Schiacciata to płaski chlebek, podobny do pizzy, tradycyjnie wypiekany w Toskanii. W wersji bazowej przygotowywany z oliwą i gruboziarnistą solą. Cięty lub rwany na
mniejsze kawałki.
Pamiętam, że we włoskiej knajpce podano nam takie pieczywo z oliwą aromatyzowaną. Po rozdrobnionych w moździerzu drobinkach, trudno było dociec, co dokładnie było do niej dodane, ale smakowała cudownie. Do dzisiejszej oliwy dodałam chilli, kolorowy pieprz, odrobinę rozmarynu i sól. Mówię Wam, słoneczny poranek na tarasie i schiacciata leniwie zanurzana w aromatyzowanej oliwie to jest to!
Przepis pochodzi z książki „Księga smaków Toskanii”:
Składniki:
30 g świeżych drożdży lub 2 1/2 łyżeczki suszonych
125 ml letniej wody (43stopnie)
1/2 łyżeczki cukru
400 g mąki – nie mam informacji jakiej – myślę, że pszenna 650 będzie ok.
1/2 łyżecki soli
75 ml oliwy plus oliwa do skropienia po upieczeniu (obowiązkowo)
125 ml zimnej wody
gruboziarnista sól
Wykonanie:
Drożdże dokładnie wymieszaj w małej miseczce z letnią wodą i cukrem. Odstaw na około 5 minut by wyrosły.

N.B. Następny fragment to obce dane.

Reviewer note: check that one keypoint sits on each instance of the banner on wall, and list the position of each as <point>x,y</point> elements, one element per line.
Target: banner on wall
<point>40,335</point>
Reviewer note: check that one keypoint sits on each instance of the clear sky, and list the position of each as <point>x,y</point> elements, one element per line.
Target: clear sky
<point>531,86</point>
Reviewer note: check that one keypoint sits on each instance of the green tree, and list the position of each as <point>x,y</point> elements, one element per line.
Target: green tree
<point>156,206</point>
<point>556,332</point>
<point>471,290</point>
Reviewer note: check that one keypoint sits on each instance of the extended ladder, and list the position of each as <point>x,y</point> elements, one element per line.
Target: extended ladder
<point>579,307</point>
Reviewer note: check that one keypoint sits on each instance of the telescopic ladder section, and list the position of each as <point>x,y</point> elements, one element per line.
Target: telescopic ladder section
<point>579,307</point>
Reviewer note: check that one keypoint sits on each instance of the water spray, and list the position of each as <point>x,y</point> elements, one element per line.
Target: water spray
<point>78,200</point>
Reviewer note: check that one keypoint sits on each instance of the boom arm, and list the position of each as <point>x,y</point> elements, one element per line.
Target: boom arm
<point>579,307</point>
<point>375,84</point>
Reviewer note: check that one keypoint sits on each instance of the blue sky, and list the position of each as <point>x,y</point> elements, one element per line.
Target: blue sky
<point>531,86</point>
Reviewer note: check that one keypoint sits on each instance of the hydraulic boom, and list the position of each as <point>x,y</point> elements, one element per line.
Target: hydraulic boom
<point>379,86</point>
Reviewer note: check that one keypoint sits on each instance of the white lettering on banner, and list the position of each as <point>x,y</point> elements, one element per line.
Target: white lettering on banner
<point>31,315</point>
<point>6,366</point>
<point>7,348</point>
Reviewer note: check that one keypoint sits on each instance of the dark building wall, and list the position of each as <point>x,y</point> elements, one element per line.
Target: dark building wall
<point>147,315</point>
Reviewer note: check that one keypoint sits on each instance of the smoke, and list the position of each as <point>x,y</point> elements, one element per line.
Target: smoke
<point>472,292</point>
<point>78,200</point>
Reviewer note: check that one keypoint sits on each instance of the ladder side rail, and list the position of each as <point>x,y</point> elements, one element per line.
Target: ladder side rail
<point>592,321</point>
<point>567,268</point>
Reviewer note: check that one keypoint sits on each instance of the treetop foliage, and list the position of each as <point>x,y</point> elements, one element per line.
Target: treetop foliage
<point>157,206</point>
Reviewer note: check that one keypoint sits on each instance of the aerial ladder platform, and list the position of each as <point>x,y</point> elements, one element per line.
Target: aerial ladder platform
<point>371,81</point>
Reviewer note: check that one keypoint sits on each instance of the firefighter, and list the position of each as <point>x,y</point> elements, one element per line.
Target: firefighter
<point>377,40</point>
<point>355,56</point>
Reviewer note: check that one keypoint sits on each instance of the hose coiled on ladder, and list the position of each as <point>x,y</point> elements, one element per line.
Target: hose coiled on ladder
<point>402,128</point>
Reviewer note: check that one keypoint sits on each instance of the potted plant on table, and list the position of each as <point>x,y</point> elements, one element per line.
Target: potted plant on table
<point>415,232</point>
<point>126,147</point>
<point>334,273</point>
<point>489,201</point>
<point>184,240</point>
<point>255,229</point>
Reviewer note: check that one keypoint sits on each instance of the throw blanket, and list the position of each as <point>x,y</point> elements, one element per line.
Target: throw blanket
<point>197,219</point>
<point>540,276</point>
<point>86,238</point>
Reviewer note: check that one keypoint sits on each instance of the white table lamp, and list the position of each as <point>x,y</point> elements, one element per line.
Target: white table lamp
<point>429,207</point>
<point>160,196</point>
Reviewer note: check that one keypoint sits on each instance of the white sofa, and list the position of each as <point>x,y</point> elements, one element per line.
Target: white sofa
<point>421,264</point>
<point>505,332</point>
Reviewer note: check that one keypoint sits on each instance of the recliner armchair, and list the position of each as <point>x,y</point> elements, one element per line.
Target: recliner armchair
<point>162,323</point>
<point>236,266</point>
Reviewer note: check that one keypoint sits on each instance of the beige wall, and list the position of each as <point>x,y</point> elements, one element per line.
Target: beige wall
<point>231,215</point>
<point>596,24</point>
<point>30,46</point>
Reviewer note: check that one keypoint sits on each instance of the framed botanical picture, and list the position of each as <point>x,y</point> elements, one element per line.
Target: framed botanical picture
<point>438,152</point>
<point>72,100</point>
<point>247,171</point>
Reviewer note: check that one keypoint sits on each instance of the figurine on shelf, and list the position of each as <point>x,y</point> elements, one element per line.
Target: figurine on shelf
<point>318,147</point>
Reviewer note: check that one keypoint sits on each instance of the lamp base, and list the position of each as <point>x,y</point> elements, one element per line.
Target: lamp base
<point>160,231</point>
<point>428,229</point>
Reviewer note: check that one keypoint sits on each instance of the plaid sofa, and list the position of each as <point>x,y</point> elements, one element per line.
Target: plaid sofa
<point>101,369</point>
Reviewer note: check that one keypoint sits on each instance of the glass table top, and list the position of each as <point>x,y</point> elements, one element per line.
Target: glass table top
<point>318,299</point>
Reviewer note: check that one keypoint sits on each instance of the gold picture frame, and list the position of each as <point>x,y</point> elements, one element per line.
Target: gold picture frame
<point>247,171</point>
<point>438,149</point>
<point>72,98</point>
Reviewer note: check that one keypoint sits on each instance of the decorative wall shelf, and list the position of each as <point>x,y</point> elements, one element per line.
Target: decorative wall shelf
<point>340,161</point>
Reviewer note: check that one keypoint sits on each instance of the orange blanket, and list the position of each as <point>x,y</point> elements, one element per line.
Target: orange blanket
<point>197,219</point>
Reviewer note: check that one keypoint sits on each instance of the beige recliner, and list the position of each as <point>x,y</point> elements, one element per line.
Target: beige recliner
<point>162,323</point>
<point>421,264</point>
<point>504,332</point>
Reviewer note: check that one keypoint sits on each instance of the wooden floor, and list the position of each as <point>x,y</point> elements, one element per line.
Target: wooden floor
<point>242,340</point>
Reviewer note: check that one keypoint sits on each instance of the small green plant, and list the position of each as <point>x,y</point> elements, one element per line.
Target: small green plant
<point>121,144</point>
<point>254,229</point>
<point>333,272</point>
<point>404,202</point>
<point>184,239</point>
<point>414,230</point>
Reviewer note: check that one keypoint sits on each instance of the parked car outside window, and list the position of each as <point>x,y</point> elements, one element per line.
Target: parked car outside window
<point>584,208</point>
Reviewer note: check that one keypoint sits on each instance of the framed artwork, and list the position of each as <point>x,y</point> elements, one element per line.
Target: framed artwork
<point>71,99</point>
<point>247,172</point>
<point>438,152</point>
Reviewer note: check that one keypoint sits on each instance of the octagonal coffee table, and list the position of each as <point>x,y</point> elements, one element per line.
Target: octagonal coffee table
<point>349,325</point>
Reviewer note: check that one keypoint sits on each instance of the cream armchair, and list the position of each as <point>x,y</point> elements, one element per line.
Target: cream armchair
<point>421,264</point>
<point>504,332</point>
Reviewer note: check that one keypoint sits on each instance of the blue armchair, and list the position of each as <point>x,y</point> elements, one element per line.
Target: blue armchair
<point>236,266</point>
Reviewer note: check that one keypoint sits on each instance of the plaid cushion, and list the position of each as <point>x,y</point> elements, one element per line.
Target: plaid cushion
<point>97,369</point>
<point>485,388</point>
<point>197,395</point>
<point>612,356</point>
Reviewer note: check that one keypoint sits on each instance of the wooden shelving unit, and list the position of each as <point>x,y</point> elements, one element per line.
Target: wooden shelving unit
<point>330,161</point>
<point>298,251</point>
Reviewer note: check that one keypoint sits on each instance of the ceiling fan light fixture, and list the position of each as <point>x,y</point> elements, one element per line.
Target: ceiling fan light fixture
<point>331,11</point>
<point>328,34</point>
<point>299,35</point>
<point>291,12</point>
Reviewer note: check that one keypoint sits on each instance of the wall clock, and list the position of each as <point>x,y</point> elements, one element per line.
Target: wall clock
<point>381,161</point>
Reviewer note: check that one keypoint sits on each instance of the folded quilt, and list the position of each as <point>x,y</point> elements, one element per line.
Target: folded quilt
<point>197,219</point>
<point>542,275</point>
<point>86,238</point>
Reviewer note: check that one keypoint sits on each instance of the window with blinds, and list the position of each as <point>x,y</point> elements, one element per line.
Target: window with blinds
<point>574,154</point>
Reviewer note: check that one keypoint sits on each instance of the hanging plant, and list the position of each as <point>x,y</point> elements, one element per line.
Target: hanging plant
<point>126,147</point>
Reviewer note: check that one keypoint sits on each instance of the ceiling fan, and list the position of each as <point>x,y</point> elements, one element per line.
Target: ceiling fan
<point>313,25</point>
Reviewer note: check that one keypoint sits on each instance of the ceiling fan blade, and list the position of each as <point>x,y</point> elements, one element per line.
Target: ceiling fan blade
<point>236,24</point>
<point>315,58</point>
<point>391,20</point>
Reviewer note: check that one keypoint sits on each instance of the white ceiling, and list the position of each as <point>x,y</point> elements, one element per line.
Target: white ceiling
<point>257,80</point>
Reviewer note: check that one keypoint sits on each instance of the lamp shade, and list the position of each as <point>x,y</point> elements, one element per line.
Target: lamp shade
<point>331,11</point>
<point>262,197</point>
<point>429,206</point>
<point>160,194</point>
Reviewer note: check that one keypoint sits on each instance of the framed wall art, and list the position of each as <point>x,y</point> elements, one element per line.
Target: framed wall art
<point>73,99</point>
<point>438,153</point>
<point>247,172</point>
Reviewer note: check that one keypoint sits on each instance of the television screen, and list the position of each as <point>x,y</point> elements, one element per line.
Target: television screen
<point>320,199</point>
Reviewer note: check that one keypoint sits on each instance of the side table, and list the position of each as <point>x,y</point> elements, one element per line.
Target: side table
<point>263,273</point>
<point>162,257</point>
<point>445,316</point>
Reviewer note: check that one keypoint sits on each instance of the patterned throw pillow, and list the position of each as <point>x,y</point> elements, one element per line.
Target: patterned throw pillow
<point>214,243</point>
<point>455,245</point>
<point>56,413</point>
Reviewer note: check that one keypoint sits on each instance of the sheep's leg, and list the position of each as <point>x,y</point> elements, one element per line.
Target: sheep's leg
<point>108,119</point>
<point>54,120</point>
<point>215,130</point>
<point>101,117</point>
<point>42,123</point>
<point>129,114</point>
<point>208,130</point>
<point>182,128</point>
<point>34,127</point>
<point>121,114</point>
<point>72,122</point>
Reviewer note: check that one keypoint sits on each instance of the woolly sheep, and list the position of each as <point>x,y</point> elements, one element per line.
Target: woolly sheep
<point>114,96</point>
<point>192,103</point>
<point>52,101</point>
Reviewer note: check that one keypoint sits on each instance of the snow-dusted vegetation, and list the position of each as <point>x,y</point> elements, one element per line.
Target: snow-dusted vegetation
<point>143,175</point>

Mąkę wsyp do duzej miski. Zrób zagłębienie w samy środku, przełóż do niego drożdże. Dodaj sól i 2 łyżki oliwy. Kolistym ruchem wymieszaj składniki w zagłębieniu, następnie stopniowo zacznij łączyć z mąką. W połowie pracy wlej zimną wodę. Wyrabiaj tak długo, aż utworzysz zwartą kulę.
Ciasto przenieś na lekko oprószoną mąką stolnicę lub blat i ugniataj 10 – 15 minut, aż stanie się gładkie i elastyczne.
Ciasto ponownie uformuj w kulę i przełóż do wysmarowanej oliwą miski, przykryj czystą, wilgotną ściereczką i odstaw w ciepłe miejsce na 1 1/2 – 2 1/2 godziny, by podwoiło swoją objętość.
Blachę do pieczenia o wymiarach 26×37 cm lekko wysmaruj tłuszczem. Wyrośnięte ciasto lekko przyklep, a następnie przełóż z powrotem na oprószoną mąką stolnicę. Wyrabiaj je znów przez kilka minut. Powinno być bardzo elastyczne i szybko wracać do poprzedniego kształtu gdy naciśniesz je palcami. Po rozwałkowaniu do odpowiedniej wielkości przenieś je na blachę. Przykryj czystą wilgotną ściereczką i odstaw w ciepłe miejsce na 30 minut by ponownie wyrosło.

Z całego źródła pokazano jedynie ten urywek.